The command parses SKILL.md deterministically and emits requirement IDs with source spans:

Requirement kind	Example ID	Source
Description	`req-description-001`	`description:` frontmatter
Positive trigger	`req-use-001`	`USE FOR:` phrase
Negative trigger	`req-dont-001`	`DO NOT USE FOR:` phrase
Parameter	`req-param-001`	`parameters`, `inputs`, or `arguments` block

Deterministic matching runs first. Semantic matching is opt-in with --semantic and uses the configured judge model (--judge-model, config.judge_model, then config.model).

Worked example

Given this skill description:

---
name: pr-summarizer
description: |
  Summarize PR diffs.
  USE FOR: summarize a PR diff, summarize PR discussion.
  DO NOT USE FOR: code review security PRs.
---

## Parameters
- repository: GitHub repository URL
- pr_number: Pull request number

And an eval with one positive and one negative task:

tasks:
  - tasks/*.yaml

id: pr-summary-basic
name: PR summary basic
inputs:
  prompt: Please summarize this PR diff for repository microsoft/waza.
expected:
  should_trigger: true

id: security-review-negative
name: Security review negative trigger
inputs:
  prompt: Please do code review security PRs.
expected:
  should_trigger: false

Run:

waza spec verify skills/pr-summarizer evals/pr-summarizer/eval.yaml

Example output:

Spec Verification
Coverage: 4/5 requirements covered (1 uncovered)

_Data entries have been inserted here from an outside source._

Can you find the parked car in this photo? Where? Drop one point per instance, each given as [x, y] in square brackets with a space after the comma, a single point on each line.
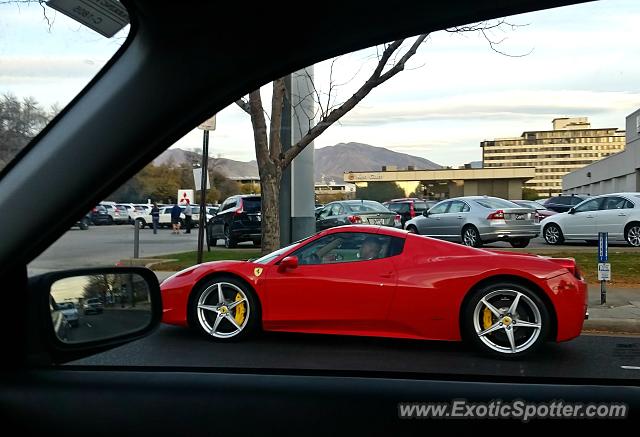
[475, 220]
[100, 215]
[563, 203]
[93, 305]
[70, 312]
[343, 281]
[541, 211]
[618, 214]
[355, 212]
[408, 207]
[239, 219]
[84, 222]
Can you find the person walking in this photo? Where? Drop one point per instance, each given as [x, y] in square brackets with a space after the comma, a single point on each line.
[155, 217]
[188, 212]
[175, 218]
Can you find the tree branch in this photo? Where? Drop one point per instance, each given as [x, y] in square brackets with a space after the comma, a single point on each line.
[374, 80]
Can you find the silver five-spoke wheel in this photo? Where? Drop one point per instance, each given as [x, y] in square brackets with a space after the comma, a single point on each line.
[223, 309]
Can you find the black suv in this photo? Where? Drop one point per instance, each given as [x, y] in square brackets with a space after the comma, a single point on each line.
[238, 219]
[564, 203]
[409, 207]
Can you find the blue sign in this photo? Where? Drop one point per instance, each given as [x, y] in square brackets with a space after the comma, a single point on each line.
[603, 247]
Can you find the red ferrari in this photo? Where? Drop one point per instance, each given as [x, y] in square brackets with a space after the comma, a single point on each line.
[380, 281]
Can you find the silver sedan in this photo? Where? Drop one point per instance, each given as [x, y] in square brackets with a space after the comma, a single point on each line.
[475, 220]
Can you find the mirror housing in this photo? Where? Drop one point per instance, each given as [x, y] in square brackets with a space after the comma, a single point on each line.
[52, 321]
[288, 262]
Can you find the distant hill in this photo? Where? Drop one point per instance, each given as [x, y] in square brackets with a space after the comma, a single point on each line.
[330, 162]
[333, 161]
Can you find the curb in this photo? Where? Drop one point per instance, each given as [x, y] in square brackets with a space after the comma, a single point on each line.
[629, 326]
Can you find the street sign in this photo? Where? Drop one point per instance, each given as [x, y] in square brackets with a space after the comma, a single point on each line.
[197, 177]
[603, 247]
[184, 195]
[604, 272]
[209, 124]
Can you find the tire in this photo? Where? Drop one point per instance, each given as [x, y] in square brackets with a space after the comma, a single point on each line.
[412, 229]
[229, 241]
[519, 242]
[477, 319]
[632, 234]
[204, 320]
[553, 234]
[471, 237]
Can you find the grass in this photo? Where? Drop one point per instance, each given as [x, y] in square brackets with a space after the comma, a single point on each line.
[188, 259]
[625, 266]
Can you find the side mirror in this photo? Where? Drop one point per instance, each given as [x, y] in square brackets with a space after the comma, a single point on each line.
[86, 311]
[289, 262]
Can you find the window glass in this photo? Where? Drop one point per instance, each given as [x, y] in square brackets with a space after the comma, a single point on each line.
[347, 247]
[440, 208]
[589, 205]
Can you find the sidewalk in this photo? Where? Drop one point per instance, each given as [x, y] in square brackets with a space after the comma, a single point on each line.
[621, 313]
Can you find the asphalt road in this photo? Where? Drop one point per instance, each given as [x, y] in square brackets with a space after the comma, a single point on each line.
[106, 245]
[588, 356]
[111, 322]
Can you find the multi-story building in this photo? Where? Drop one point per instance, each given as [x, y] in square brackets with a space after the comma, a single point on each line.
[571, 145]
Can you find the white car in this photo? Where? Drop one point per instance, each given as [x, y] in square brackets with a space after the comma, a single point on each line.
[70, 312]
[617, 213]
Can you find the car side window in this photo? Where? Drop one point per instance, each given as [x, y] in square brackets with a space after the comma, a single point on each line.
[590, 205]
[348, 247]
[614, 203]
[458, 206]
[440, 208]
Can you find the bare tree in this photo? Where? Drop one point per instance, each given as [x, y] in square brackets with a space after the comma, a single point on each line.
[273, 160]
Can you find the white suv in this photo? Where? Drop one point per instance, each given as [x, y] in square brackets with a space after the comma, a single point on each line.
[617, 213]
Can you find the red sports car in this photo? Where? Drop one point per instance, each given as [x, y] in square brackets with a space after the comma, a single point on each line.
[380, 281]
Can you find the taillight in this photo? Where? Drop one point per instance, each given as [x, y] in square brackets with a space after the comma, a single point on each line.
[354, 219]
[569, 264]
[498, 215]
[240, 209]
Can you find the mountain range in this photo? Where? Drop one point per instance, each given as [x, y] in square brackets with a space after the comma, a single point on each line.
[330, 162]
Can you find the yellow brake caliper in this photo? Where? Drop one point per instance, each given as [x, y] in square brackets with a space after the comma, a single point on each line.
[240, 310]
[487, 319]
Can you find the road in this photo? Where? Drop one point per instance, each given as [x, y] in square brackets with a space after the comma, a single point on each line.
[588, 356]
[111, 322]
[106, 245]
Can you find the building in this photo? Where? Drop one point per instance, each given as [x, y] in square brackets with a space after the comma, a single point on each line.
[571, 145]
[446, 183]
[613, 174]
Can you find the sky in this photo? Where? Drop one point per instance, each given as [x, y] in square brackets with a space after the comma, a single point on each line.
[580, 60]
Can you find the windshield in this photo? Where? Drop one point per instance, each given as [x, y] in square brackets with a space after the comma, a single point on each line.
[496, 203]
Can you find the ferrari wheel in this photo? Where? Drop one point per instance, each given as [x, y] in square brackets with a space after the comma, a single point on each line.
[506, 320]
[224, 308]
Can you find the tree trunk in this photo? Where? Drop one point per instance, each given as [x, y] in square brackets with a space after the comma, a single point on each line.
[270, 193]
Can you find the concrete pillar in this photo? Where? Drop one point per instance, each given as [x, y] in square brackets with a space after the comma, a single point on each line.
[297, 199]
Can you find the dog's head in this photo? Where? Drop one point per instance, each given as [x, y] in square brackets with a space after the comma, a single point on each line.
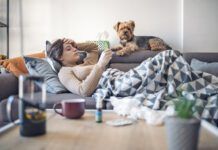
[125, 30]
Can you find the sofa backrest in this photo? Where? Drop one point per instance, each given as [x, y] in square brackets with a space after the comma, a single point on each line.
[125, 63]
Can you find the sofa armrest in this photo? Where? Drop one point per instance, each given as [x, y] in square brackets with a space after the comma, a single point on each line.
[8, 85]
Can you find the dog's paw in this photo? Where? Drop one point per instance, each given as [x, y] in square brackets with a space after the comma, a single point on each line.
[120, 53]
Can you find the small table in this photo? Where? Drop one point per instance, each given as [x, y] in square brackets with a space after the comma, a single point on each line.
[85, 134]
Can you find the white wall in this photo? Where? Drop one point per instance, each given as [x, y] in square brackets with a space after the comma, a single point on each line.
[201, 25]
[84, 19]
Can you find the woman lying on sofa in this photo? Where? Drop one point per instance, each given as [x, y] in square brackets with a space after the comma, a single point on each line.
[153, 82]
[79, 79]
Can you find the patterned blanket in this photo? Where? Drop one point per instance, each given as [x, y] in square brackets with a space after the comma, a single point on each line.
[158, 78]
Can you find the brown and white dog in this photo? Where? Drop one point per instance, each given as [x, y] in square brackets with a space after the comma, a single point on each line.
[130, 43]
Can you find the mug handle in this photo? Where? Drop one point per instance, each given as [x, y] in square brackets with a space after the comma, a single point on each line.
[55, 109]
[8, 108]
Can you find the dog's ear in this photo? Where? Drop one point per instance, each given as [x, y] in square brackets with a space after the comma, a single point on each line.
[116, 26]
[132, 23]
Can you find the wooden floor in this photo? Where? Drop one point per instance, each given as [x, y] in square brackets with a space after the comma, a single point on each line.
[86, 134]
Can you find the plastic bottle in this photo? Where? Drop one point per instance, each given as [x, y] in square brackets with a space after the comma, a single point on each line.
[98, 113]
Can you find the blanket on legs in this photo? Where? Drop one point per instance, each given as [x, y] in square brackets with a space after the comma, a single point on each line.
[158, 78]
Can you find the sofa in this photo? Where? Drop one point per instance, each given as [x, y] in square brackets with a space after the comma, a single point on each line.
[9, 83]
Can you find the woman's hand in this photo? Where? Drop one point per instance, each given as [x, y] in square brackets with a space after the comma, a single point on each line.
[105, 58]
[70, 41]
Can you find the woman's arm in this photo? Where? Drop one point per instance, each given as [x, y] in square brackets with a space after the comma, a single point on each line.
[92, 52]
[74, 85]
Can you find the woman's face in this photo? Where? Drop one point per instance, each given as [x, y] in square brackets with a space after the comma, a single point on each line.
[70, 55]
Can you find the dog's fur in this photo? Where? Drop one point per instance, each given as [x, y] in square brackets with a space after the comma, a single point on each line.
[130, 43]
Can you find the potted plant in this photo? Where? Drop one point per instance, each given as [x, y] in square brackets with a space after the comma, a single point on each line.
[183, 129]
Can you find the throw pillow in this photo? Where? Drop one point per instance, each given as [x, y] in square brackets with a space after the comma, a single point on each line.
[17, 65]
[2, 57]
[40, 67]
[211, 68]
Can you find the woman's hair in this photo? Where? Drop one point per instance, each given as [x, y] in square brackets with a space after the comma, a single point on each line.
[56, 50]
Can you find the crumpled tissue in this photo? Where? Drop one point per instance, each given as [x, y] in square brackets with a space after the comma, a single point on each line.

OK req-use-001  "summarize a PR diff"  -> covered by tasks: [pr-summary-basic]
OK req-dont-001  "code review security PRs"  -> covered by tasks: [security-review-negative]
MISS req-use-002  "summarize PR discussion"  -> no task exercises this

Add a task for req-use-002, or use --semantic if the task covers the requirement without sharing obvious keywords.

CI snippet

Use --format github-actions to emit annotations on uncovered requirements. Add --fail to make uncovered requirements gate the workflow.

name: Verify Skill Spec Coverage

on:
  pull_request:
    paths:
      - 'skills/**'
      - 'evals/**'

jobs:
  spec-verify:
    runs-on: ubuntu-latest
    steps:
      - uses: actions/checkout@v4
      - name: Install waza
        run: |
          curl -fsSL https://raw.githubusercontent.com/microsoft/waza/main/install.sh | bash
          echo "$HOME/bin" >> "$GITHUB_PATH"
      - name: Verify SKILL.md coverage
        run: |
          waza spec verify skills/pr-summarizer evals/pr-summarizer/eval.yaml \
            --fail \
            --threshold 1 \
            --format github-actions